Scrobe absent to distinctly present behind level of eye.

Propodeal teeth free; lateral margin of declivity at most with a narrow flange or mere carina, never with a broad lamella; base of declivity may have a prominent cuticular lobe.

Spongiform appendages of waist segments present but small; ventral curtain of petiole may be very narrow and lateral lobe of petiole node is no more than a slight expansion of the posterior collar.

Pilosity. Varying among species (see descriptions) but entirely lacking simple or flagellate hairs on body and appendages; any hairs present are remiform, clavate or squamate.

Leading edge of scape with a row of stiffly projecting hairs that are conspicuously flattened or expanded apically.

Notes

Austral

A single species of this mainly Malesian group (Strumigenys opaca) occurs in, and appears to be restricted to, the Cape York area of Queensland, Australia. The group is immediately characterised by the specialised anteroventral groove across the head, formed by the amalgamation of the postbuccal groove and preocular ventral impression into a single wide deep transverse trench. The peculiar development of the preapical tooth, that arises upon the dorsal surface of the mandible and arches mesad across part of the dorsum and the inner margin, is also developed in Australia in Strumigenys chyzeri. However, this species should not be confused with opaca as chyzeri has, among many differentiating characters, distinctly separated postbuccal groove and ventral preocular impression, standing hairs present posteriorly on the head and on the mesonotum, projecting stiff humeral hairs, mandibles whose inner margins become concave distal of the preapical tooth, a deep concavity in the upper scrobe margin above and just anterior to the eye, and a well developed roughly triangular ventral spongiform lobe on the postpetiole.
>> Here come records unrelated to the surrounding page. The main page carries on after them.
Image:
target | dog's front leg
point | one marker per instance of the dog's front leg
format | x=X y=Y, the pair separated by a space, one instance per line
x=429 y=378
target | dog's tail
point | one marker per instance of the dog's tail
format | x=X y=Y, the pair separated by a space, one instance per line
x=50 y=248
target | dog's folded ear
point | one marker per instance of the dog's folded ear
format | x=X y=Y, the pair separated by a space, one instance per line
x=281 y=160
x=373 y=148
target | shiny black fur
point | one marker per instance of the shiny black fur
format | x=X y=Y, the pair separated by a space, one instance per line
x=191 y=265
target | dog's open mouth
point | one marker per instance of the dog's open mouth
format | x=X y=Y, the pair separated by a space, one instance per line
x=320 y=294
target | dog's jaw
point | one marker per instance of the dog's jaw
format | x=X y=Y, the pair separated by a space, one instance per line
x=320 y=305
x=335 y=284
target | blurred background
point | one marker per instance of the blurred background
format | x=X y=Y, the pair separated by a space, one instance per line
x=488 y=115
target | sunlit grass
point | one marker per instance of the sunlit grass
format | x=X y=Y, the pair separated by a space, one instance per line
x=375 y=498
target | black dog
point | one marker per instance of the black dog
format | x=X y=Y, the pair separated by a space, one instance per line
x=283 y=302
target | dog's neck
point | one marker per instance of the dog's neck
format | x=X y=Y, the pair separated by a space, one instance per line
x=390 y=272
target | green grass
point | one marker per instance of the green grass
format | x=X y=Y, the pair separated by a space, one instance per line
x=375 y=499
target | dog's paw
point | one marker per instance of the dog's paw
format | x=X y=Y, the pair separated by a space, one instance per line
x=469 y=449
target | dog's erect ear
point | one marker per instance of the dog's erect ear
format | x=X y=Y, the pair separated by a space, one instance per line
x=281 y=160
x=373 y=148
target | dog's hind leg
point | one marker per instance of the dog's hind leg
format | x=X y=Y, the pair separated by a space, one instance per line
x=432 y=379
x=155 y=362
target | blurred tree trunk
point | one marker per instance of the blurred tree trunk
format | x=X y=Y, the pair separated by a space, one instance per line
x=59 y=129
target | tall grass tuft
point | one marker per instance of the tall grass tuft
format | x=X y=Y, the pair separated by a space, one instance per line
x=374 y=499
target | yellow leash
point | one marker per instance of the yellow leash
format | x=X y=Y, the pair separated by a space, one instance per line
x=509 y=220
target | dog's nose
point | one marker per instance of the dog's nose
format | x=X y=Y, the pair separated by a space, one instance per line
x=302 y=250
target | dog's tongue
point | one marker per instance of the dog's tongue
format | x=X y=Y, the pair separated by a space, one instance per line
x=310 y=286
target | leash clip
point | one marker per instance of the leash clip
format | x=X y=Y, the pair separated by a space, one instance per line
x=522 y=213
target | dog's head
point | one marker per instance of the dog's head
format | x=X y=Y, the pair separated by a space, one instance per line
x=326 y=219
Malesian-Oriental-East Palaeartic

The small wallacei-group is immediately characterised by the specialised anteroventral groove across the head, formed by the amalgamation of the postbuccal groove and preocular ventral impression into a single wide deep transverse trench. The peculiar development of the preapical tooth, that arises upon the dorsal surface of the mandible and arches mesad across part of the dorsum and the inner margin, is also developed in Strumigenys chyzeri (loriae group) and the fuarda group. The first of these, however, has distinctly separated postbuccal groove and ventral preocular impression whilst the second lacks ventral impressions in the head capsule except for a very feeble postbuccal groove.

Most species of the wallacei-group are Malesian, but a single species, Strumigenys opaca, is found in Australia.

References

  • Bolton, B. 2000. The ant tribe Dacetini. Memoirs of the American Entomological Institute. 65:1-1028.